On core histone genes Pol II occupancy is dropping sharply downstream of the EAGs
Core histone genes are generally small in size, intronless and encoding for transcripts that do not undergo polyadenylation. The 3′ end of core histone mRNAs is formed by a cleavage reaction between the stem–loop and the purine-rich sequence [65], with transcription continuing for at least a few hundred nucleotide past the 3′ end of the mRNA [66]. In contrast to poly(A)+ genes, at core histone genes Pol II occupancy downstream of the EAGs quickly declines (Figure 2 and 4). Such short Pol II pause may be of high importance since often core histone genes can be found in clusters, separated by only short distances (i.e. 0.8–1 kb) and thus, Pol II occupancy has to decline rapidly to prevent Pol II from running into the neighboring gene in the cluster. Our observations suggest that in spite the fact that also common core cleavage factors are required for processing of core histone and polyadenylated pre-mRNAs [67], there are important differences remaining in the way how Pol II is released from the different templates coding for the two types of transcripts during transcription termination. Thus, as the 3′ processing of core histone transcripts are carried out by a distinct machinery than those transcripts generated from poly(A)+ genes, it is conceivable that the differential Pol II pause profiles observed on core histone genes versus poly(A)+ genes represents a differential interaction between Pol II and the two different 3′ processing machineries. This idea is also corroborated by the functional studies, which showed that inhibition of polyadenylation increased Pol II occupancy 3′ of the EAGs of poly(A)+ genes, while it had no significant effect on Pol II drop at the 3′ end of the core histone genes.

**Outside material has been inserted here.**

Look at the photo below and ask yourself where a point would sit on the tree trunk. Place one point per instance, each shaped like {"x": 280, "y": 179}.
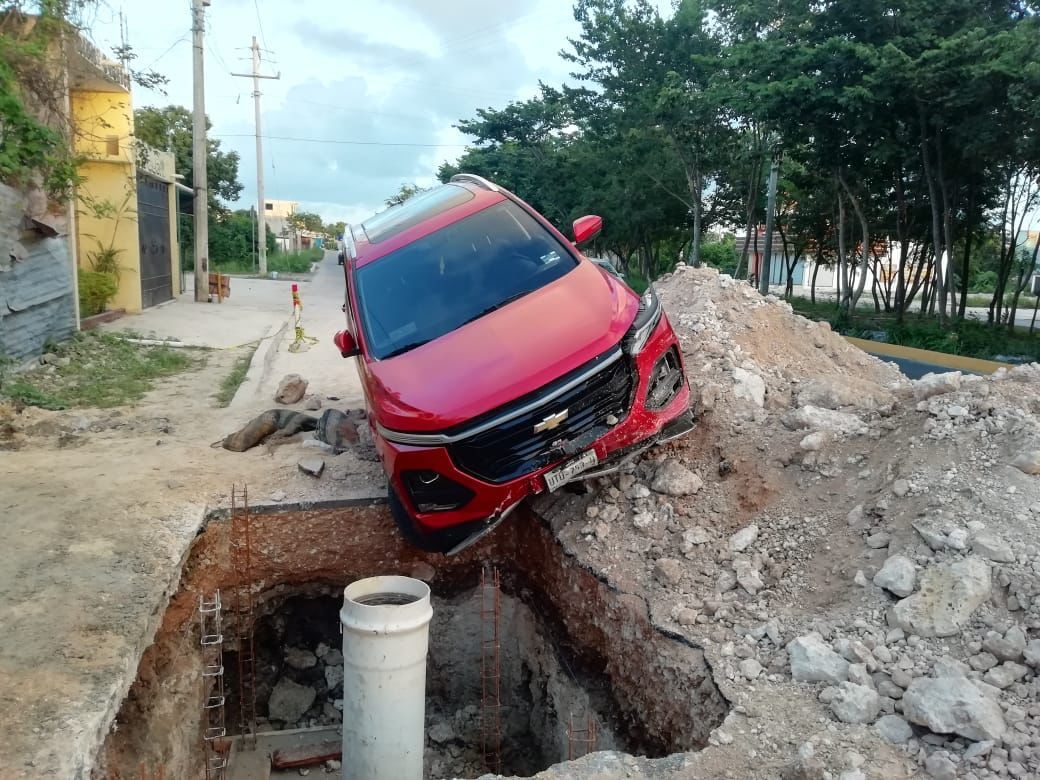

Our findings are in good agreement with previous reports describing a connection between polyadenylation and Pol II pause followed by transcription termination (reviewed in [24], [39]) and in addition suggests that this connection is differently regulated on core histone genes, where 3′ processing of the transcripts is distinct from other protein coding genes. It seems that Pol II release on histone genes is an actively regulated and quick event. It may be in relation with the high transcription rate and the possible recycling of Poll II on these genes for quick transcription re-initiation. Interestingly, histone variant genes which are different from core histone genes, because they contain introns and their encoded transcripts are polyadenylated, show extended Pol II pause downstream of their EAGs in contrast to core histone genes, further suggesting that polyadenylation might have a role in the Pol II slow down and hence a longer pause.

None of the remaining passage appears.